According to the law under which the GPIF operates, it must invest with the sole purpose of benefiting Japanese citizens through the returns generated….”

“[A]rguably Mizuno’s boldest achievement, which he proselytised about at Davos and other global financial forums, was yoking the GPIF name to the then fledgling theme of ESG investing. The campaign included what Mizuno himself described as the “epochal” decision to mandate index-compilers FTSE and MSCI to create ESG indices for the GPIF. It sent the message that the GPIF under his stewardship would regard ESG factors as financially relevant.”

“That, says Hirano, is one key area where debate is now focused. While there is increasing evidence that some aspects of ESG-themed strategies boost returns in the long term, he thinks many ESG proponents, including Mizuno, rely on the argument that it is “common sense” that this will be the case across the board.”

EU efforts to compel greater disclosure receive pushback—months ahead of implementation

On July 6, the European Commission finalized its new banking regulation known as the green assets ratio. The regulation will go into effect in 2022, and banks will be compelled to make their first report by 2024. The GAR is designed to measure the green loans and securities a bank possesses (against its total assets). And according to Bloomberg, banks are already crying foul:

“It’s meant to be the ultimate metric for gauging how clean European banks are. But some in the industry say it will be flawed from the get-go.

The European Union’s planned Green Asset Ratio, intended to reveal how much a bank lends to climate-friendly companies and projects, will offer a distorted picture of reality, according to a Bloomberg survey of some 20 major European banks. The firms, which rely on clients for the data they need to calculate the ratio, point out that many small or international companies simply won’t provide it….

Europe is taking a more aggressive approach than the U.S. and other jurisdictions on climate change and will ultimately penalize financial firms that turn a blind eye to global warming. Banks that have long touted their green credentials are now being told to back up those claims with hard data. Lenders perceived to be laggards risk losing investors and depositors.

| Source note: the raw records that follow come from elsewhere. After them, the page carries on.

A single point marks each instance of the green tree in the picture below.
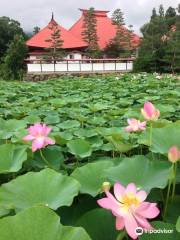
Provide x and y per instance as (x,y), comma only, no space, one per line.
(117,17)
(120,45)
(172,53)
(13,63)
(89,33)
(154,14)
(161,11)
(8,29)
(170,16)
(55,41)
(153,48)
(36,30)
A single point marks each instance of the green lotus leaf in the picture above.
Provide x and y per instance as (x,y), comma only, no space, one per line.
(69,124)
(178,224)
(80,148)
(38,223)
(12,157)
(105,230)
(164,230)
(91,176)
(46,187)
(164,138)
(145,173)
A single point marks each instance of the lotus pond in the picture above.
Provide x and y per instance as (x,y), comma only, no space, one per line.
(72,168)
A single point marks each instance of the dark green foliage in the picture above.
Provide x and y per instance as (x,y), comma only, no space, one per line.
(8,29)
(36,30)
(159,50)
(55,41)
(172,54)
(89,33)
(117,17)
(13,65)
(120,45)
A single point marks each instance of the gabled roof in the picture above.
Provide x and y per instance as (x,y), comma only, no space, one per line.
(106,30)
(70,41)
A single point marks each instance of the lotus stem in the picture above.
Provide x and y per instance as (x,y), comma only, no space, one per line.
(174,180)
(44,159)
(150,137)
(167,198)
(121,236)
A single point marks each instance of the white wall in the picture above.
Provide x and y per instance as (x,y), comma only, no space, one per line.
(75,56)
(79,67)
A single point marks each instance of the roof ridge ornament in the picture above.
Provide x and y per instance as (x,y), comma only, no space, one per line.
(52,18)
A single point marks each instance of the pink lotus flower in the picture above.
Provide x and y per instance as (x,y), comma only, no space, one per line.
(129,208)
(149,112)
(174,154)
(38,135)
(135,125)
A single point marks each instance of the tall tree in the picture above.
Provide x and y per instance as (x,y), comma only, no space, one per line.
(120,45)
(172,54)
(89,33)
(13,62)
(8,29)
(154,14)
(161,11)
(117,17)
(153,47)
(55,41)
(36,30)
(170,16)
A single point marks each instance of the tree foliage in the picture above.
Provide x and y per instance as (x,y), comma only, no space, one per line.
(55,41)
(159,50)
(120,45)
(13,62)
(36,30)
(8,29)
(89,33)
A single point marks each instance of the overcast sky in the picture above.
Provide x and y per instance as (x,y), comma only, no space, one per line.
(32,13)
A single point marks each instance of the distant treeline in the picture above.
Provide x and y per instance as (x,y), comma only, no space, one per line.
(160,47)
(159,50)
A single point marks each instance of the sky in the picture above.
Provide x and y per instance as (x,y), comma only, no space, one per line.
(31,13)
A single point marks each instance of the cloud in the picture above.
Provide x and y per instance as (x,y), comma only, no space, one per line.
(32,13)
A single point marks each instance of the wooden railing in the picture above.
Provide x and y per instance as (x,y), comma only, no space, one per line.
(79,65)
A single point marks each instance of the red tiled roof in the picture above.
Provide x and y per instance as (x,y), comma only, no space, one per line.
(70,41)
(105,29)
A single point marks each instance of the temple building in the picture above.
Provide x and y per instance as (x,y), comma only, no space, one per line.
(73,43)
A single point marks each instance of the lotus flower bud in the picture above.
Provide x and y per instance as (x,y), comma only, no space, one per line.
(106,186)
(173,154)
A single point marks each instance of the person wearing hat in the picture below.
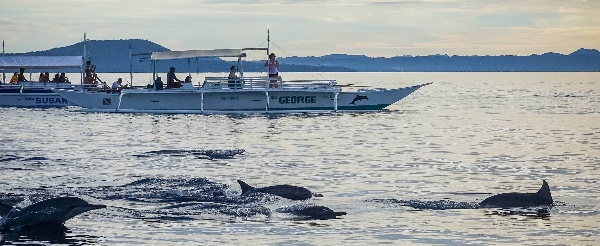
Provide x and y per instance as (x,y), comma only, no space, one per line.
(273,64)
(171,78)
(21,76)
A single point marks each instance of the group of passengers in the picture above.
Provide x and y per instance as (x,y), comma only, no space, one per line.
(44,77)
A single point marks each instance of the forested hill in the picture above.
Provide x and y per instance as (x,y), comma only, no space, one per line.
(113,56)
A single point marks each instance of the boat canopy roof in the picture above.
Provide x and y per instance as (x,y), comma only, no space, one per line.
(169,55)
(9,62)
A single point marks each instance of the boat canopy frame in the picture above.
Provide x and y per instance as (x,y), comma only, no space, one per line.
(190,54)
(41,62)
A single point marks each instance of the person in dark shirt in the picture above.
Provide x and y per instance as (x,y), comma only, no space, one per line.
(21,75)
(171,78)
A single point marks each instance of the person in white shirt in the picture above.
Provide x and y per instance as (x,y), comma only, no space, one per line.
(117,85)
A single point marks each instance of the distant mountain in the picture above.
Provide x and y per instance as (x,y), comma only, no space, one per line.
(113,56)
(582,60)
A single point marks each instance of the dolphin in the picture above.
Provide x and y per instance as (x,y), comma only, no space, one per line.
(52,211)
(285,191)
(319,213)
(506,200)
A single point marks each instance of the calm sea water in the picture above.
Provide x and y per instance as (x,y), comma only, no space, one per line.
(463,138)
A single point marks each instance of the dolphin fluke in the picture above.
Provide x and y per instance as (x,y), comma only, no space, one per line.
(505,200)
(51,211)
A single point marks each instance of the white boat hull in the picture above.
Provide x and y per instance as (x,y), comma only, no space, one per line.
(33,95)
(210,101)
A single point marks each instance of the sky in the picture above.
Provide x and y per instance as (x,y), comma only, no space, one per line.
(379,28)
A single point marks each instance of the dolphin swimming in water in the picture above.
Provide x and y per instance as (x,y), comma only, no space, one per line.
(51,211)
(319,213)
(285,191)
(505,200)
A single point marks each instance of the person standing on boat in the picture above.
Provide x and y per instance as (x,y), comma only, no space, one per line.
(272,64)
(171,79)
(90,73)
(21,77)
(232,79)
(117,85)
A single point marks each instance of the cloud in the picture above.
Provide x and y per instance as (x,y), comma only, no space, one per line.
(412,27)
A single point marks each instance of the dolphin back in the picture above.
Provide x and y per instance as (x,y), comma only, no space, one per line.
(4,209)
(54,210)
(245,187)
(544,194)
(542,197)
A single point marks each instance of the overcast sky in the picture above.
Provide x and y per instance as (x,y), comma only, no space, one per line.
(311,28)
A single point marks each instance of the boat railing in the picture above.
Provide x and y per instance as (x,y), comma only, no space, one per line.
(265,82)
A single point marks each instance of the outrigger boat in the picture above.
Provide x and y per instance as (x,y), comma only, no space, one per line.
(33,93)
(215,95)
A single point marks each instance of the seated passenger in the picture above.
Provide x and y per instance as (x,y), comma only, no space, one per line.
(56,78)
(14,79)
(232,80)
(158,84)
(63,78)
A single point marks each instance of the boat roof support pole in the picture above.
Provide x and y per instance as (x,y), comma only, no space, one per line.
(240,68)
(153,71)
(335,101)
(130,66)
(189,67)
(81,73)
(267,106)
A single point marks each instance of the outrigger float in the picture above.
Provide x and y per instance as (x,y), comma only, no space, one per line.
(218,95)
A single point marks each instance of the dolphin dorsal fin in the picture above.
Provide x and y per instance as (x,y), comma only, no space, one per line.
(544,192)
(245,187)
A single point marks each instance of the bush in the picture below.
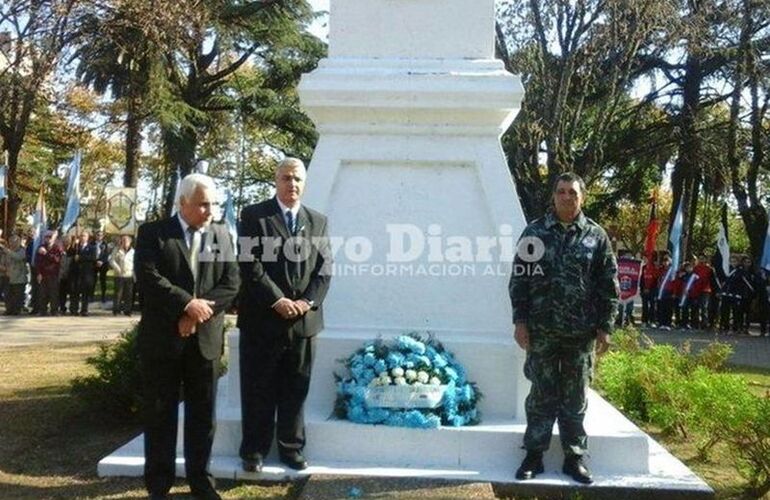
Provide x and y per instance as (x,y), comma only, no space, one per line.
(116,387)
(689,394)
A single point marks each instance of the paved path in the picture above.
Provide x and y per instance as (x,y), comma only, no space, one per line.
(748,350)
(29,330)
(102,325)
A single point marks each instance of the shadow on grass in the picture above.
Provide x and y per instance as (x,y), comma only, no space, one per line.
(47,431)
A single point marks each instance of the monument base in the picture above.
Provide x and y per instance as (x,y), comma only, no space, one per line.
(622,456)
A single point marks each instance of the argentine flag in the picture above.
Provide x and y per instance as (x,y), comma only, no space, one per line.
(73,195)
(2,182)
(229,219)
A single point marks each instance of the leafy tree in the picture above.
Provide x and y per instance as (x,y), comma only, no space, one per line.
(37,33)
(578,61)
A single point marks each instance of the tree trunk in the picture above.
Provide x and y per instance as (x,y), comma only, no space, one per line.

The European Banking Authority, which mapped out the Green Asset Ratio, says the metric will help compare banks both in terms of their exposures as well as their sustainability strategy and how they plan to mitigate climate-change related risks. The EBA “strongly believes” that the availability, quality and exchange of data can be improved with the right regulatory framework and incentives, a spokeswoman for the Paris-based authority said by email. Banks will also be allowed to use estimates for the environmental impact of their clients, she said.”

In the Spotlight

Moody’s launches new ESG ratings service

Moody’s just launched an ESG ratings service for small and medium-sized companies. But because ESG data is unavailable or limited for smaller companies, Moody’s had to develop a new methodology for estimating or predicting a company’s ESG ratings, which it has done:

“Based on a model derived from Moody’s proprietary ESG scoring methodology for large-cap corporates, the ESG Score Predictor provides financial institutions with essential quantitative data for portfolio and risk management, and helps companies monitor ESG risk across their global supply chains….

Assessing companies’ exposure to ESG risks requires comparable and standardized metrics. Limitations in company disclosures continue to affect data quality and company coverage, especially in the SME space. The ESG Score Predictor leverages state-of-the-art advanced analytics to provide 56 ESG scores and sub-scores for any given company using location, sector, and size. Customers can access approximately 140 million company ESG scores on Moody’s Orbis database, Procurement Catalyst and Credit Catalyst platforms, via an application programming interface (API), or leverage the ESG Score Predictor model with their in-house data to score their portfolios.”

What this means, according to a Moody’s white paper on the subject, is that the number of companies on which it can provide estimated ESG scoring is now infinite. According to the paper, “As long as we have data on a firm’s size, location, and industry, we can use these three factors as inputs to generate predicted metrics using the SP models.”